NEC to cut staff by 4,000
07/31/2001 4:01:48 PM MDT Albuquerque, Nm
By Dustin D. Brand; Owner AMO
DT posted break-even results for it's second quarter.
TOKYO, July 31 - Japan's NEC Corp, the world's third-largest chipmaker, said on Tuesday it would cut 4,000 jobs globally, 2.5 percent of its work force or 4,000 workers.
Drastic job cuts and attempts to reach profitability are nothing new this year as others in Japan and worldwide have made job cuts. Canadian based Nortel just recently made plans to cut an additional 15,000-20,000 workers.
"During this slump, NEC will establish a stable management base and get ready for the global competition and growth that lies ahead," NEC President Koji Nishigaki told a news conference.
NEC ended the day up seven percent at 1,669 yen, its highest close in more than a month.
The shares are down more than 20 percent since the start of the year, underperforming the Nikkei average's <.N225> 14 percent drop but slightly better than most other Japanese chipmaking conglomerates, hit by what NEC executives said could be a 25 percent contraction in the global semiconductor market this year.
The company restated its intention to pull out of the volatile dynamic random access memory (DRAM) chip market, where a tumble in prices since late last year has sent many chipmakers' memory operations, including NEC's, into the red. SDRAM memory is selling at an all-time low.

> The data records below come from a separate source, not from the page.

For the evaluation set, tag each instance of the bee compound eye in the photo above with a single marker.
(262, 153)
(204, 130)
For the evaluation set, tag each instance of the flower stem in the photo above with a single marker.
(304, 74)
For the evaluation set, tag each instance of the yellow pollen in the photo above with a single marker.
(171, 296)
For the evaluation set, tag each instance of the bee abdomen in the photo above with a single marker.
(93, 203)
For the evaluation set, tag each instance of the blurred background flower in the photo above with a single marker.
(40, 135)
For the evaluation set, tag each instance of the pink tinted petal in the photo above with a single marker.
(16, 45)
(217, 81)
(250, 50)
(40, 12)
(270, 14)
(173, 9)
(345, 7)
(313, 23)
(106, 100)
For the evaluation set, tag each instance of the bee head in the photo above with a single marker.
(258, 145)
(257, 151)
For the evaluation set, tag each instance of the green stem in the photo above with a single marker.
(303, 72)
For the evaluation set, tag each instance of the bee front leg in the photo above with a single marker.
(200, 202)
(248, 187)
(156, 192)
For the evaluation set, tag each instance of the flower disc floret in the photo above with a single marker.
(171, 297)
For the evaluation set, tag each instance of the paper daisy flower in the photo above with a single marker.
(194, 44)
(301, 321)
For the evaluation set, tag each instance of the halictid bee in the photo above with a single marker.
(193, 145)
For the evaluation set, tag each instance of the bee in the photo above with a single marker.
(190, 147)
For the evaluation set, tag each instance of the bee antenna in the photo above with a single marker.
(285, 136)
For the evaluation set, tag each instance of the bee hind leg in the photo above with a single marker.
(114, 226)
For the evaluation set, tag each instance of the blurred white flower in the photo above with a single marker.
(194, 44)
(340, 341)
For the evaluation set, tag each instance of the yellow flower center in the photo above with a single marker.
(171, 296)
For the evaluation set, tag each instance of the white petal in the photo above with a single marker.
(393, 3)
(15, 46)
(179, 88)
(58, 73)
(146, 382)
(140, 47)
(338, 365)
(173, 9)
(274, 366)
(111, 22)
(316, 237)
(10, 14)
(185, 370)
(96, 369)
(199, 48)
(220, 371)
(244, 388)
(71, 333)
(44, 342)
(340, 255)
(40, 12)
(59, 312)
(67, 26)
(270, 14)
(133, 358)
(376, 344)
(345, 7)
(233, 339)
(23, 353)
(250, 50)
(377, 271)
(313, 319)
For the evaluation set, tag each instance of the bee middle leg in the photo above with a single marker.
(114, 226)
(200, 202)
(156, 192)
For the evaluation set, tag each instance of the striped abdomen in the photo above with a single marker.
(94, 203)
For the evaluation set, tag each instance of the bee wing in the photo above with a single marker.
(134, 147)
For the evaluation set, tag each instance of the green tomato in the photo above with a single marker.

Over the next three years NEC plans to transfer virtually all of its DRAM operations to Elpida, a DRAM joint venture with Hitachi Ltd <6501.T> that aims to start production at a new state-of-the-art plant next summer.
NEC Senior Managing Director Shigeo Matsumoto said the company had not changed its estimate of 40 billion to 50 billion yen ($320 million-$400 million) in restructuring costs for this business year, although it would have a clearer idea of what the final figure would be when it announces first-half results in October. The company had already announced several restructuring moves in April, including a halt in DRAM production at a facility in California, where it cut 700 jobs.
NEC also said at that time it would sell its laser printer operations and contract out to a Taiwanese firm the production of some of the liquid crystal displays it makes for personal computer monitors. LCD's have been dropping in price drastically due to cheaper manufacturing and increaseing demand with increasing supply.
The company on Friday reported an 834 million yen net profit for the quarter, down 70 percent from a year earlier but managing to stay in the black while compatriots such as Sony Corp <6758.T> and Fujitsu Ltd <6702.T> recorded net losses for the period.